Select allOpen in new window

I am also not seeing any hits on the ACL's at all other than on the permit ip any any

>>access-list outside_access_in extended permit ip any any

Remove that, why disable your firewall for inbound traffic?

Step 1 make sure the servers is listening on those ports internally (you would be surprised)
Step 2 Scan your firewall to check id the port is up.

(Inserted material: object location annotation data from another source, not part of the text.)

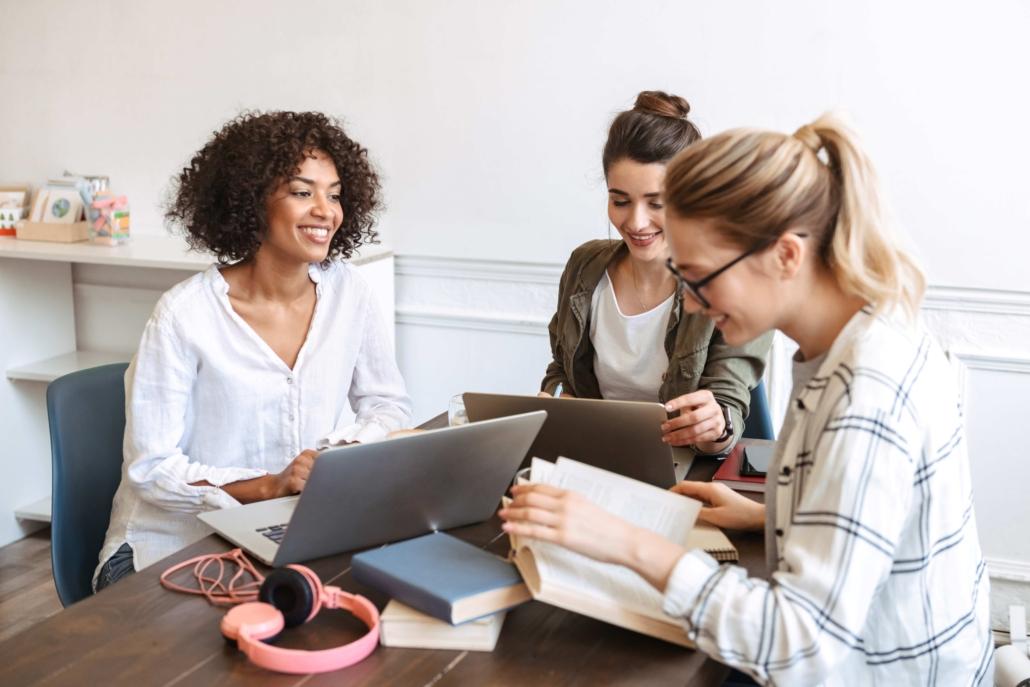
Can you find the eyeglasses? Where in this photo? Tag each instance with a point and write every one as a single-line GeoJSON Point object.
{"type": "Point", "coordinates": [694, 287]}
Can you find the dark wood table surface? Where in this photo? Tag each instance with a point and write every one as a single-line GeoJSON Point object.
{"type": "Point", "coordinates": [135, 632]}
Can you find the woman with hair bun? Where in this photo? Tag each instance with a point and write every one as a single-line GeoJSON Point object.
{"type": "Point", "coordinates": [877, 575]}
{"type": "Point", "coordinates": [247, 368]}
{"type": "Point", "coordinates": [620, 331]}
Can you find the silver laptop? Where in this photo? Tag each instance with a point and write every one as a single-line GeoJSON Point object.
{"type": "Point", "coordinates": [623, 437]}
{"type": "Point", "coordinates": [369, 494]}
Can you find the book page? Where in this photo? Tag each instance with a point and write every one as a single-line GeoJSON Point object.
{"type": "Point", "coordinates": [668, 514]}
{"type": "Point", "coordinates": [671, 515]}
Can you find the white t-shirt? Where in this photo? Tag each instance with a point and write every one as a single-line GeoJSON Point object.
{"type": "Point", "coordinates": [208, 400]}
{"type": "Point", "coordinates": [629, 350]}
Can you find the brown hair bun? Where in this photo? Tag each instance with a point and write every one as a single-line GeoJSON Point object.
{"type": "Point", "coordinates": [661, 104]}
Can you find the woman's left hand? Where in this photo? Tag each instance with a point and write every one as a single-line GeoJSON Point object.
{"type": "Point", "coordinates": [699, 421]}
{"type": "Point", "coordinates": [550, 514]}
{"type": "Point", "coordinates": [567, 518]}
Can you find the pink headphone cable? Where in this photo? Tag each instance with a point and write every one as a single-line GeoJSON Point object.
{"type": "Point", "coordinates": [237, 590]}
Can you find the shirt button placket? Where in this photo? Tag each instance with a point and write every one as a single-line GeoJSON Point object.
{"type": "Point", "coordinates": [292, 400]}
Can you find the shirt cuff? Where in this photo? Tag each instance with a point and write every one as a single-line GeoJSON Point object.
{"type": "Point", "coordinates": [222, 476]}
{"type": "Point", "coordinates": [685, 583]}
{"type": "Point", "coordinates": [363, 433]}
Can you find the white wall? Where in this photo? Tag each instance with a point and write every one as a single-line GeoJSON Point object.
{"type": "Point", "coordinates": [487, 118]}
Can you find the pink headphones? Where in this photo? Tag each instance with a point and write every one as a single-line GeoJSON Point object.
{"type": "Point", "coordinates": [290, 596]}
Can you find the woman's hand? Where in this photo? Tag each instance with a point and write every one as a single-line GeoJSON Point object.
{"type": "Point", "coordinates": [699, 422]}
{"type": "Point", "coordinates": [550, 514]}
{"type": "Point", "coordinates": [567, 518]}
{"type": "Point", "coordinates": [404, 433]}
{"type": "Point", "coordinates": [288, 482]}
{"type": "Point", "coordinates": [723, 507]}
{"type": "Point", "coordinates": [295, 477]}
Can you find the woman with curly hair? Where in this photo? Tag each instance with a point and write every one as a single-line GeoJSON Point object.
{"type": "Point", "coordinates": [247, 368]}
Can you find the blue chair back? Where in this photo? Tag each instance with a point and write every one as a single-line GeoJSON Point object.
{"type": "Point", "coordinates": [87, 412]}
{"type": "Point", "coordinates": [759, 422]}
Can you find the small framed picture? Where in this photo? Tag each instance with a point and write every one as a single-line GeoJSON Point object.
{"type": "Point", "coordinates": [38, 205]}
{"type": "Point", "coordinates": [63, 206]}
{"type": "Point", "coordinates": [11, 199]}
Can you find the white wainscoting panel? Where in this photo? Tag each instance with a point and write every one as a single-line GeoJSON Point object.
{"type": "Point", "coordinates": [467, 324]}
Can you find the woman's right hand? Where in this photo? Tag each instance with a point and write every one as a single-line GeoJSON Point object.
{"type": "Point", "coordinates": [723, 507]}
{"type": "Point", "coordinates": [293, 479]}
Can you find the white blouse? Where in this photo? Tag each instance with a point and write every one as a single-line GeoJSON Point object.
{"type": "Point", "coordinates": [629, 350]}
{"type": "Point", "coordinates": [208, 400]}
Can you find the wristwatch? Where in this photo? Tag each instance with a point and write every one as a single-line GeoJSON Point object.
{"type": "Point", "coordinates": [727, 432]}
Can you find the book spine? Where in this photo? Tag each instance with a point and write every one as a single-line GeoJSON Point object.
{"type": "Point", "coordinates": [416, 597]}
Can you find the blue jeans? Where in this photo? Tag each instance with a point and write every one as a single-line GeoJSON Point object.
{"type": "Point", "coordinates": [117, 567]}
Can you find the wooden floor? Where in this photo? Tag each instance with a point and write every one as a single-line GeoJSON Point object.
{"type": "Point", "coordinates": [27, 593]}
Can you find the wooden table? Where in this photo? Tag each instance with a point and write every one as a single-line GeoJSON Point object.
{"type": "Point", "coordinates": [135, 632]}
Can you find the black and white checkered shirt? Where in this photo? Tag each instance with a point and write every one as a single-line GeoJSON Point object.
{"type": "Point", "coordinates": [879, 575]}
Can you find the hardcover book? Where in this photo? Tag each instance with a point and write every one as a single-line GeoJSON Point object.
{"type": "Point", "coordinates": [443, 577]}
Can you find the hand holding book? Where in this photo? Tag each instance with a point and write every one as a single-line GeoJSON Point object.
{"type": "Point", "coordinates": [723, 507]}
{"type": "Point", "coordinates": [570, 519]}
{"type": "Point", "coordinates": [604, 545]}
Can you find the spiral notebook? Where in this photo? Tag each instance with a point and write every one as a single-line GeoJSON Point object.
{"type": "Point", "coordinates": [715, 543]}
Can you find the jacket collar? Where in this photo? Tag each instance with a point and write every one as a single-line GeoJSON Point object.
{"type": "Point", "coordinates": [589, 276]}
{"type": "Point", "coordinates": [813, 392]}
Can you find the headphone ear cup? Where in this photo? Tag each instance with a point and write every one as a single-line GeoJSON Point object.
{"type": "Point", "coordinates": [289, 591]}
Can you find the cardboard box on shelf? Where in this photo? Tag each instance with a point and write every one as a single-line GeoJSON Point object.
{"type": "Point", "coordinates": [43, 231]}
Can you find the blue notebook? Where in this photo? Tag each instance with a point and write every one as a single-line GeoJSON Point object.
{"type": "Point", "coordinates": [443, 577]}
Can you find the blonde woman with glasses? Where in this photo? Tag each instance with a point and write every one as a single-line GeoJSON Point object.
{"type": "Point", "coordinates": [877, 575]}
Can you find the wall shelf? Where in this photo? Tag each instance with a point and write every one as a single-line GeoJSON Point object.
{"type": "Point", "coordinates": [168, 252]}
{"type": "Point", "coordinates": [49, 369]}
{"type": "Point", "coordinates": [38, 511]}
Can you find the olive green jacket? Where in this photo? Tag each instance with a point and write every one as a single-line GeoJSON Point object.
{"type": "Point", "coordinates": [698, 358]}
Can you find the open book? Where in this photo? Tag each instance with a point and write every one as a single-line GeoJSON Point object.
{"type": "Point", "coordinates": [607, 591]}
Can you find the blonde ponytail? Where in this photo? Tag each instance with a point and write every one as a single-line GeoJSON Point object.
{"type": "Point", "coordinates": [760, 184]}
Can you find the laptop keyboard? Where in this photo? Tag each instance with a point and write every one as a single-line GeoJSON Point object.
{"type": "Point", "coordinates": [274, 533]}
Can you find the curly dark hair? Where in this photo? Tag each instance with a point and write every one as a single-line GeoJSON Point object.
{"type": "Point", "coordinates": [219, 198]}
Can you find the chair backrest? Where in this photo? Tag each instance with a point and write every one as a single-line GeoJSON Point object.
{"type": "Point", "coordinates": [759, 422]}
{"type": "Point", "coordinates": [87, 412]}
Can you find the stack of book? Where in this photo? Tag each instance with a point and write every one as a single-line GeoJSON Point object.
{"type": "Point", "coordinates": [449, 594]}
{"type": "Point", "coordinates": [744, 469]}
{"type": "Point", "coordinates": [445, 593]}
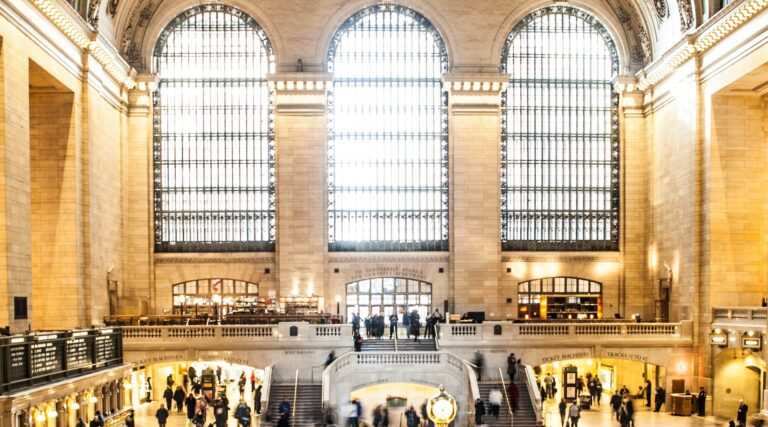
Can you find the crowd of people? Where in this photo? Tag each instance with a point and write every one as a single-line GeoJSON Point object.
{"type": "Point", "coordinates": [189, 400]}
{"type": "Point", "coordinates": [375, 326]}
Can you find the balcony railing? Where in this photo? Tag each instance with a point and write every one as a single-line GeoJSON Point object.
{"type": "Point", "coordinates": [490, 331]}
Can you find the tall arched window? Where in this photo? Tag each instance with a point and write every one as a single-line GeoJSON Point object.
{"type": "Point", "coordinates": [388, 134]}
{"type": "Point", "coordinates": [214, 163]}
{"type": "Point", "coordinates": [560, 134]}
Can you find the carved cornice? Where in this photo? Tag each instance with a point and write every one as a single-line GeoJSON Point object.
{"type": "Point", "coordinates": [88, 41]}
{"type": "Point", "coordinates": [477, 83]}
{"type": "Point", "coordinates": [706, 37]}
{"type": "Point", "coordinates": [376, 257]}
{"type": "Point", "coordinates": [561, 257]}
{"type": "Point", "coordinates": [217, 258]}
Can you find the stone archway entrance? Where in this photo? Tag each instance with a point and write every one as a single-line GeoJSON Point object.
{"type": "Point", "coordinates": [738, 375]}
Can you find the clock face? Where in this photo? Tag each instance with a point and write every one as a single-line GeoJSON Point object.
{"type": "Point", "coordinates": [442, 409]}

Make sure you can 'ping' your ASA public IP (in case theres a device in front of it blocking these ports)

The syntax I posted above has worked for me on hundreds of clients for the past few years.

Pete

This worked, I had not diabled one of the original nat rules I had marked as inactive after I made the change! Thanks.